Combine this love of sneakers with their rising mainstream status and add in the data work that Luber was doing for IBM, and he started wondering, “What if I could get ahold of some sneaker data just to play with for my own amusement?” Thus, his start-up Campless was born, and this sneaker price guide or a “Kelley Blue Book” for sneakers, explains Luber, led to StockX.

Through Campless, “… we could tell you the value of a pair of shoes,” says Luber. “It’s a really easy thought to say, ‘Well, now I can look at someone’s entire sneaker collection and tell you the value of your entire collection.’ And you can look at that collection the same way you look at a stock portfolio — just track its value over time. And if you have a stock portfolio, and you’re tracking the value of the portfolio, it’s only one additional step to think, ‘Well, what if we create an actual stock market for sneakers?’ And that’s what StockX is. StockX is an actual stock market for sneakers. We’re a marketplace. We’re an evolution of eBay: We connect buyers to sellers. But we operate in exactly the same way that the world stock market does, and that’s the real business here.”
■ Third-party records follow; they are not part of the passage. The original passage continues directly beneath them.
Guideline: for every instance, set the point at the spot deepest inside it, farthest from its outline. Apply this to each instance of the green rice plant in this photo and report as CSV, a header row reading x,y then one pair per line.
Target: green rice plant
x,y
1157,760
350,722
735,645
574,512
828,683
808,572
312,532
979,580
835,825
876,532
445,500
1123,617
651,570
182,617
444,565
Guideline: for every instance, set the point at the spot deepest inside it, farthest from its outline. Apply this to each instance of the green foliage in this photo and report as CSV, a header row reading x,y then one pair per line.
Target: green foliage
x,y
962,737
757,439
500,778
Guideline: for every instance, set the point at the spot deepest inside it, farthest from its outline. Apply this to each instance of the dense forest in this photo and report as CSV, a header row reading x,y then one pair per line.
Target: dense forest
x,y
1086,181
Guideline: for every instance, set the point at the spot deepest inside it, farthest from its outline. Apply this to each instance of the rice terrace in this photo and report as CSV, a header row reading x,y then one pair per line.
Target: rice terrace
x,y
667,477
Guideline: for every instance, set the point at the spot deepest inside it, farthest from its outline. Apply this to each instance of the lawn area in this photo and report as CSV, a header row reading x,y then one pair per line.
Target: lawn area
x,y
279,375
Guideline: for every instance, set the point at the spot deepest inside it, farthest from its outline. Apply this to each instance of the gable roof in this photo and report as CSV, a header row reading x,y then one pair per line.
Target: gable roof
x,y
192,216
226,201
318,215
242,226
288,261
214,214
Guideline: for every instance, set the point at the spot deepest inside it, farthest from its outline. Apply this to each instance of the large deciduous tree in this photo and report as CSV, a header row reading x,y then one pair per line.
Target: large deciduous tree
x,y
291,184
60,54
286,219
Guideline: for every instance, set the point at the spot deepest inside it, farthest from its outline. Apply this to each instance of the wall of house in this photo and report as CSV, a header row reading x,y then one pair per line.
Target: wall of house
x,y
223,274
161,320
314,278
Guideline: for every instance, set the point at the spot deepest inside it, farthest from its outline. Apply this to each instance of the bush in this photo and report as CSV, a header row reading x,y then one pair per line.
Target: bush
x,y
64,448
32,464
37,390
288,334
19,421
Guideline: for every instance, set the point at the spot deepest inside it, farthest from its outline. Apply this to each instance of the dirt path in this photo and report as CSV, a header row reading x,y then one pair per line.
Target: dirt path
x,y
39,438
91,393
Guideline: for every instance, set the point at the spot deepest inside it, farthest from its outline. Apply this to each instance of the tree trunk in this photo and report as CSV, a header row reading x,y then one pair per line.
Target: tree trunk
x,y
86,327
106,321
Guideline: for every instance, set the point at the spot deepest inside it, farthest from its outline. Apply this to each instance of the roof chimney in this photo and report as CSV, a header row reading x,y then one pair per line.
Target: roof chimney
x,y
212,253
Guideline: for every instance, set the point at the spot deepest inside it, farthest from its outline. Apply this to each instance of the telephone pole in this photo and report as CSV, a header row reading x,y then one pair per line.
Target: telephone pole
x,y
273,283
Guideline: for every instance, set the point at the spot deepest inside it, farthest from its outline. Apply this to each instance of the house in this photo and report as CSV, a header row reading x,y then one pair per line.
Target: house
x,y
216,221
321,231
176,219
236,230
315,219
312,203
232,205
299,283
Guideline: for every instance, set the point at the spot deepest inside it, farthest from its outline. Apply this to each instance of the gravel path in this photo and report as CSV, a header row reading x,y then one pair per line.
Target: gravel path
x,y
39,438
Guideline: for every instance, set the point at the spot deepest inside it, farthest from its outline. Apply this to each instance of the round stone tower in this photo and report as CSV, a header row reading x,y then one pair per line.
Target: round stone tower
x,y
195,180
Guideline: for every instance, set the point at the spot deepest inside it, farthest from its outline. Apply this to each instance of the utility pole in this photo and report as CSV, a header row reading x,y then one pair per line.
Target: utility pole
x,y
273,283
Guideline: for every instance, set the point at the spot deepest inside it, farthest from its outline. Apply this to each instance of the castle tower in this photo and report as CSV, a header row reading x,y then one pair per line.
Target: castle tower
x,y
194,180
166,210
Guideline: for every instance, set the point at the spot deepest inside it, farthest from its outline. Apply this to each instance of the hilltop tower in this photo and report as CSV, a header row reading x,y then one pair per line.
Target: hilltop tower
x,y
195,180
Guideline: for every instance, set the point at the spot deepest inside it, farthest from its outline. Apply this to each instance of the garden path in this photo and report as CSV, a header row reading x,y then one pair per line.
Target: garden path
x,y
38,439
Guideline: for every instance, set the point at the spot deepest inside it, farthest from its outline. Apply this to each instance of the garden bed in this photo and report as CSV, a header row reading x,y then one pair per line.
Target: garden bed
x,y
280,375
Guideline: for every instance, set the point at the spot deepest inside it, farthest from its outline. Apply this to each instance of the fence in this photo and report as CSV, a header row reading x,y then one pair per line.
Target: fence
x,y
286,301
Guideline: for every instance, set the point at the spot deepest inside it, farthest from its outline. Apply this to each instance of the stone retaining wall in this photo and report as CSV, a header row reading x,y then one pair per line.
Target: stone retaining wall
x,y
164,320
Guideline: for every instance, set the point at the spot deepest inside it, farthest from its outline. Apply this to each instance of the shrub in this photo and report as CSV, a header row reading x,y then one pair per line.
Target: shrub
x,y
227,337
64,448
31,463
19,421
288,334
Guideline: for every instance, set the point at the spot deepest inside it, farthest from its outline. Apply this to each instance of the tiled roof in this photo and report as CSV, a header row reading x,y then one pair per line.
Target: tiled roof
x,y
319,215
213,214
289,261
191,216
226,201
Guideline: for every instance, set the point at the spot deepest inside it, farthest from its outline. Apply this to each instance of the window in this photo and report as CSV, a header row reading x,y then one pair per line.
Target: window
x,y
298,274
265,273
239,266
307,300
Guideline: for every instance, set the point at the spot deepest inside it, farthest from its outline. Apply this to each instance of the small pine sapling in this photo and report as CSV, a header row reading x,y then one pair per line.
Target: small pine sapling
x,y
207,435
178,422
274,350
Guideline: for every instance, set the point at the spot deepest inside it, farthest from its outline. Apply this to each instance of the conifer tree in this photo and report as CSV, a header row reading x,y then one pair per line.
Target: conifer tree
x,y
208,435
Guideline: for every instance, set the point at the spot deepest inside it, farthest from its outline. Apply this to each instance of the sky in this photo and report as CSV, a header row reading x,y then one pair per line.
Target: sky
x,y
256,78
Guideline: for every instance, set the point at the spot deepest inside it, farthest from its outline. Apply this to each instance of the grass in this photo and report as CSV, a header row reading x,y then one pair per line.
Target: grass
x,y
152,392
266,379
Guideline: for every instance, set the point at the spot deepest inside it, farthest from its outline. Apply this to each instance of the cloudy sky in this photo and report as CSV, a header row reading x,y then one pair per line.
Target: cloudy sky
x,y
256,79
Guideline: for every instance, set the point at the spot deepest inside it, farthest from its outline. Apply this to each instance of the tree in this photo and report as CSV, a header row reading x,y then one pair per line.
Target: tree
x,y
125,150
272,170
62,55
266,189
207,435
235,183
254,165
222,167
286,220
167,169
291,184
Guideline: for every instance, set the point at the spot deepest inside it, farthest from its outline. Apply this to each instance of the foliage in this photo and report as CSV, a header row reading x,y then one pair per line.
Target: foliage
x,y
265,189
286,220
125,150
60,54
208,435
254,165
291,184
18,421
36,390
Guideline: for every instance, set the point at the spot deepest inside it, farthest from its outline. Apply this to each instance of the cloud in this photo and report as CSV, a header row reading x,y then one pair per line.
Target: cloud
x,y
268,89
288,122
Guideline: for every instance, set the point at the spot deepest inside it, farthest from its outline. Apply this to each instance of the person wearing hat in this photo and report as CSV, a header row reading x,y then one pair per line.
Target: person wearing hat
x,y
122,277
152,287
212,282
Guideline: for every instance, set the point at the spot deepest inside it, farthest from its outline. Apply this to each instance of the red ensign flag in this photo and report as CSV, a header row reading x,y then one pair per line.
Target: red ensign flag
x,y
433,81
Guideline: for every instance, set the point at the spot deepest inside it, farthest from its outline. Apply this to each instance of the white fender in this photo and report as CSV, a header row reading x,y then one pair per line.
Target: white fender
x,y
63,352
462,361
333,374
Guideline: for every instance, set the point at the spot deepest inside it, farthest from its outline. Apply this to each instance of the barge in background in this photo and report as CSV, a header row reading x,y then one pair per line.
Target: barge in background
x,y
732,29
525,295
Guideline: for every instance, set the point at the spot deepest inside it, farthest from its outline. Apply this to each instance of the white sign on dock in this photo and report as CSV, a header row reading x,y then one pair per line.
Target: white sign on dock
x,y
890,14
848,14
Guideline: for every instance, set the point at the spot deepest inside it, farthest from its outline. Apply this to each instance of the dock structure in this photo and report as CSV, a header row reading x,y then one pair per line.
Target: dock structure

And this very real business has grown to 1,100 employees, an entire legal team, and a handful of external attorneys they consult with, as well. “All we’ve done, every step of the way, is just copy how the stock market works, and the stock market has been the most efficient form of commerce for hundreds of years and worked really well at a really big scale,” explains Luber. “We didn’t make this up. We just copied the most proven business model in history.”

The co-founder now spends his days focused on innovation, working with new ideas and products (such as a trading card category, which was launched late last year). “I spend a lot of my time doing all the start-up-within-a-startup stuff,” says Luber. “I work within the larger organization, but do all the fun stuff.”

Despite his new role, Luber still relies quite heavily on his law degree (as he has for all of his start-ups). “It is immensely helpful, being an entrepreneur, to have a very wide, broad skill set, and with one of those being a foundation in law is obviously invaluable,” he says.

Luber, who went to Emory for his undergraduate degree, had intended to go back to get his graduate business degree, admitting he was only “secondarily interested in law.” But, the combination of strict competition and “super intellectually challenging” material meant that Luber “actually loved law school” and did fairly well.

“Josh was an exceptional student. He possesses a quiet brilliance,” says Dr. B. Kembrel Jones 00B, former associate dean of the Goizueta MBA Program. “Josh’s legal training taught him to lead with logic and gave him the skills to be quite persuasive. He was and is forward-thinking, goal-oriented and, most importantly, extremely passionate.”

During his early days in the start-up world, when he didn’t have an entire legal team on staff, Luber used the contracts skills he developed while earning his degree quite often. It gave him a basic understanding for “start-up law” as well as the ability to interpret the contracts he had to sign. Now he uses his degree to understand what’s going on with the company and its growth.

“All that said, you could say the biggest thing that came out of law school was I actually met my wife there, and she still practices,” says Luber. When numbering his life’s priorities, he joked, “I’ll put her as 1A, StockX as 1B, and all the other companies 2.”